Move heavy-duty data processing to the client?

buishi · November 21, 2015, 5:59pm

Hey Meteorites, I have a question for you. I have some scripts that do the following:

Fetch remove content on a webpage (via cheerio library)
Copy and parse all the text into fragments
Compare the text fragments against other text fragments
Link the resulting fragments if they match

The text comparison can be quite heavy on the server, taking some 6 seconds to compare 4,000 fragments against another 2,000 fragments. I’m thinking that one possible solution to this is to offload that comparing to the client, so the flow would look something like this:

Is this a good idea, am I doing something wrong/stupid, and if it’s a good idea, how do I go about it. Can I create and call client-only methods, same way I can call server-only methods?
e.g.

if(Meteor.isClient){
    Meteor.methods({
        clientFunction: function(){
            //do something
        }
    });
}

Thanks!

buishi · November 21, 2015, 6:47pm

While I’m still interested in an answer, I cut down the processing time to less than .5s by changing the code structure, so it’s not really necessary anymore.

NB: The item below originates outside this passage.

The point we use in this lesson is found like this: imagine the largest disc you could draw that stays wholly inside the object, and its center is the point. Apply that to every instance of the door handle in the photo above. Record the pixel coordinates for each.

alanning · November 22, 2015, 3:57pm

Glad you got your processing time down. As you scale, you will probably want to revisit this.

Some considerations:

Cost
User experience
Off-line support
Protection of code

Making it async and off-loading the work from your meteor servers to a separate work queue or micro-service will help you scale. It will cost more but it is better from a user-experience standpoint.

Client-side may make sense if the data that you are comparing against are already on the client. Compare performance/cost difference.

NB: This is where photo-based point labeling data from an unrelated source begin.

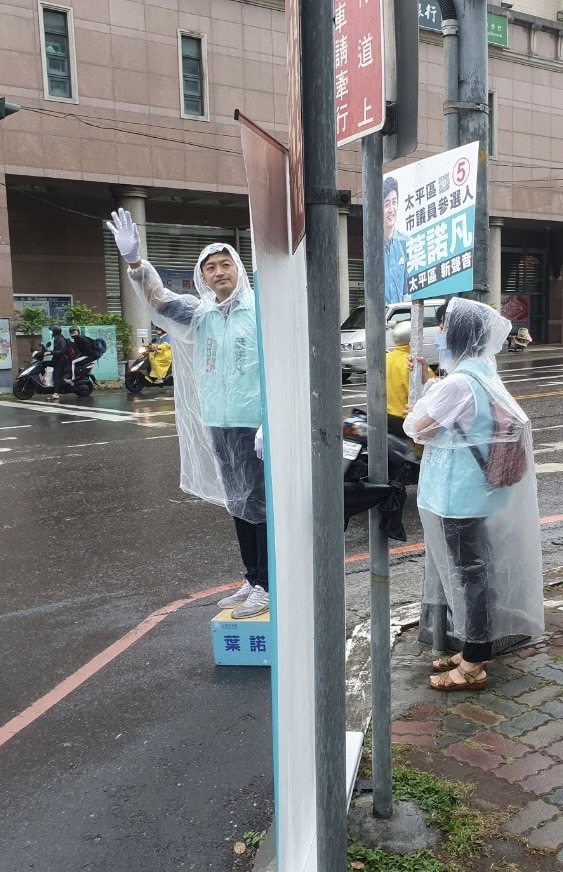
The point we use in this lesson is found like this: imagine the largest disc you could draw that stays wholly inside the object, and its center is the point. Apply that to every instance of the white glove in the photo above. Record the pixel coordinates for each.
(259, 443)
(126, 235)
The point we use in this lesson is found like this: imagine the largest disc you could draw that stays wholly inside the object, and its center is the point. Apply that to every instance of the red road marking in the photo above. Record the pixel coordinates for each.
(68, 685)
(58, 693)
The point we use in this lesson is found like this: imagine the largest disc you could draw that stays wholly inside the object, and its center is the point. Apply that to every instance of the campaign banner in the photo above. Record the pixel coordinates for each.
(429, 226)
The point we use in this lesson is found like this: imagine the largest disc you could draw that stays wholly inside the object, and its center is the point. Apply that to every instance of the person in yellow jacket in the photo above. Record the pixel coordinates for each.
(160, 355)
(397, 378)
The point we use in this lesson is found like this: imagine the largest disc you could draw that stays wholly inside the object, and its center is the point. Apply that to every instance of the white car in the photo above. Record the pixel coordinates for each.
(353, 334)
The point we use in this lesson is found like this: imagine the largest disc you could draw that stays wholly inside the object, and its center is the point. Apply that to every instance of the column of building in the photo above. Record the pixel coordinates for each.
(495, 251)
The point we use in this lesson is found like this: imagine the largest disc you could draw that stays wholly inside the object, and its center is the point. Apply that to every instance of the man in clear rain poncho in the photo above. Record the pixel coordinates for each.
(477, 498)
(217, 394)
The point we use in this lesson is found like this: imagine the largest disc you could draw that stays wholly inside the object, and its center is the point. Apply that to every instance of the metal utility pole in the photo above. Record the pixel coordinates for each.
(374, 283)
(7, 108)
(474, 121)
(321, 199)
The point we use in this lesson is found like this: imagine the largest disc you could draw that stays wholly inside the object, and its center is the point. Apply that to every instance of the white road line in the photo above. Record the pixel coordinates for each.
(170, 436)
(87, 444)
(79, 421)
(70, 406)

If you want people to be able to use the feature off-line then having the data on the client is required. But any code on the client will also be readable and able to be copied so that is a consideration if you use any sensitive algorithms.

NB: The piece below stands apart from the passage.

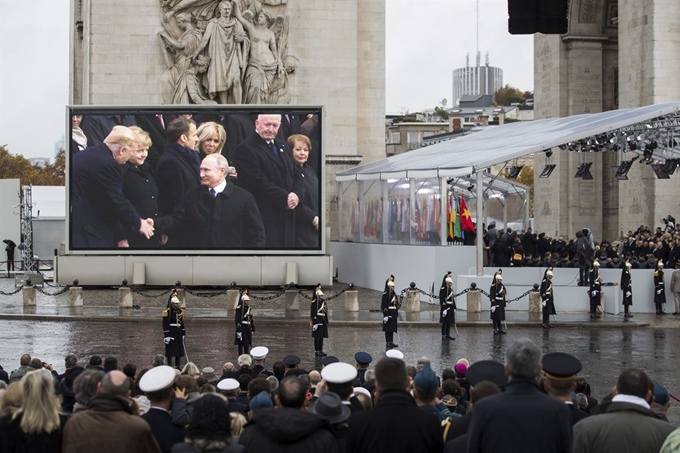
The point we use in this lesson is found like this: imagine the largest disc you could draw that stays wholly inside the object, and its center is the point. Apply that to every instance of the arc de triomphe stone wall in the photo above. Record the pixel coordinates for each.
(338, 50)
(617, 54)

buishi · November 22, 2015, 4:10pm

That’s interesting, what would a micro-service look like, and is that something you would write with Meteor, or is the point that it’s a separate thing entirely?

alanning · December 8, 2015, 2:29am

I think of micro-services as “Unix-style” apps with simple interfaces which do one thing very well. The service’s API is your “pipe”. Basically just an internal API that your other services use, typically via REST.

You can use any language behind the interface; if you are doing something computationally expensive, you will want to optimize for multiple cores. This could be a single concurrent app or a load-balanced cluster of single-threaded processes, like node. Work-queues help isolate this decision; each worker can do its thing independently and you can add/remove workers as needed.

To try it out you could use something like Amazon API Gateway with AWS Lambda to do the work and deposit the results back in your MongoDB (or have your Meteor app poll a S3 bucket for a result).

greggman · December 8, 2015, 4:27am

Maybe I’m missing something but if you pass the data to the client, process it there, then send that process data back to the server it seems like you’re setting up a risk someone won’t muck with the data. If it doesn’t matter what the results are from the client then it’s fine but if it does matter then of course you can’t trust the client.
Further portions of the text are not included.